We sat silently. At last he roused himself.
‘Jane, I can’t tell you what I felt when I saw you asleep there, and realized … You looked so tired and alone. What you must have been through all these months – I don’t want you to tell me about it, although I know I deserve to have to hear it all – I just can’t bear to think of it.’ I said nothing, and he said with difficulty, ‘Did your father –’
‘Terry, don’t do this to yourself. What on earth good will it do? It hasn’t been so bad. I haven’t been alone all the time. I met a boy – in this house – in fact, I made quite a lot of new friends. It’s been interesting and good for me in lots of ways.’
He was staring at me. ‘God, how you’ve changed!’
‘How?’ I asked, interested.
‘Don’t you want to – to hurt me in some way – punish me for all you’ve gone through?’
‘No. Well, only a little. If you’d come back a few months ago – but I feel different now. More peaceful about it.’

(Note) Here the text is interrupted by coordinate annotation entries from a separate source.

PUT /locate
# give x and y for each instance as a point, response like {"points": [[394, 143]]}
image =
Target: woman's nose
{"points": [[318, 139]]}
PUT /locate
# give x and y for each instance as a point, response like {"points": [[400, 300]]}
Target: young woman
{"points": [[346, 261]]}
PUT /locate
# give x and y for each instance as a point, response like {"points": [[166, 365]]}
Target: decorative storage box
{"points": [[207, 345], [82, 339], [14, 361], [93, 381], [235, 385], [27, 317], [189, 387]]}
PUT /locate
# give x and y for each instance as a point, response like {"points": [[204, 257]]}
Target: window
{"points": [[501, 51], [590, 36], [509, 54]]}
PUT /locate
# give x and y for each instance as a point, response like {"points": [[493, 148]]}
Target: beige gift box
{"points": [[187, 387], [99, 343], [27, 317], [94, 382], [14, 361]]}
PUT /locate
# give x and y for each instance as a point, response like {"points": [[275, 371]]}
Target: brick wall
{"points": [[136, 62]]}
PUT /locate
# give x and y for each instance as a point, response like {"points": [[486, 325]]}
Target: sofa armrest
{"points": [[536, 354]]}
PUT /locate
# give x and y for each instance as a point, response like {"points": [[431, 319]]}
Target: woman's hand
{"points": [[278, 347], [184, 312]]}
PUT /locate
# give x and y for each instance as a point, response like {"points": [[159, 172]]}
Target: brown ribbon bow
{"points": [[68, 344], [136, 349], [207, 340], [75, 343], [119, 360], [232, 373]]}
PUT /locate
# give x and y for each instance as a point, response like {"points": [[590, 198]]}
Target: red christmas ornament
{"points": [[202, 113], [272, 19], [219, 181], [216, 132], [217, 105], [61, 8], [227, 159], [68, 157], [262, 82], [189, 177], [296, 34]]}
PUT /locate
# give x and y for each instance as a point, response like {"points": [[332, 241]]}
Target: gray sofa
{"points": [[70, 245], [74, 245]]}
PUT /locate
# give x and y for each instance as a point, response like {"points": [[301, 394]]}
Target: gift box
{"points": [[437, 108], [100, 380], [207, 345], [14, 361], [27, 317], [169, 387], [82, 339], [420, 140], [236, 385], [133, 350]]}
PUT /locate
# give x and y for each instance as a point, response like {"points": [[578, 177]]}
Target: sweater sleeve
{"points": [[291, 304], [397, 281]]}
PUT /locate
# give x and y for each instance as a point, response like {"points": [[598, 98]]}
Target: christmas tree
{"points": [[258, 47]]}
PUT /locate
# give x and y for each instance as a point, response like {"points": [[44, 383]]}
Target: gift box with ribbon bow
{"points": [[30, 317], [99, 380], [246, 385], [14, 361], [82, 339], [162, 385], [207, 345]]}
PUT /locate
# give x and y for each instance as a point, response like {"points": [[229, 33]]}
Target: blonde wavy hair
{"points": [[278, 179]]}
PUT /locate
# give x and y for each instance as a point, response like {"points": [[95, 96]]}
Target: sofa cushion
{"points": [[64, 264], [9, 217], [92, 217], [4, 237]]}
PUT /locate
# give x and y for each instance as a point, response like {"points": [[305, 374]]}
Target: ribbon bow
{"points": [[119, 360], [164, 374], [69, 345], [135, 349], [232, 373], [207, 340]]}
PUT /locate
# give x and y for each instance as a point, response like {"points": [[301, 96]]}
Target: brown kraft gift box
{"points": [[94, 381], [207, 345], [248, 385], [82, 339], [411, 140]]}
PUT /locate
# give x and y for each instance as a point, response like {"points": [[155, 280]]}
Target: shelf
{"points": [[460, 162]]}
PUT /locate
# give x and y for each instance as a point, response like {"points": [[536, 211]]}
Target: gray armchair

‘Jane –’ he leaned forward. ‘Tell me how you feel now. Bitter? As if you were caught in a trap?’
I shook my head. ‘Not a bit like that any more.’
‘How, then?’
‘I’m quite excited about it. I can’t wait to see what he’ll be like.’
A look of gratitude and relief flattened out his face for a moment. His mouth relaxed open and he stared into my eyes.
‘You mean it,’ he said at last. ‘Thank God, you really mean it.’
‘Of course I mean it,’ I said lightly.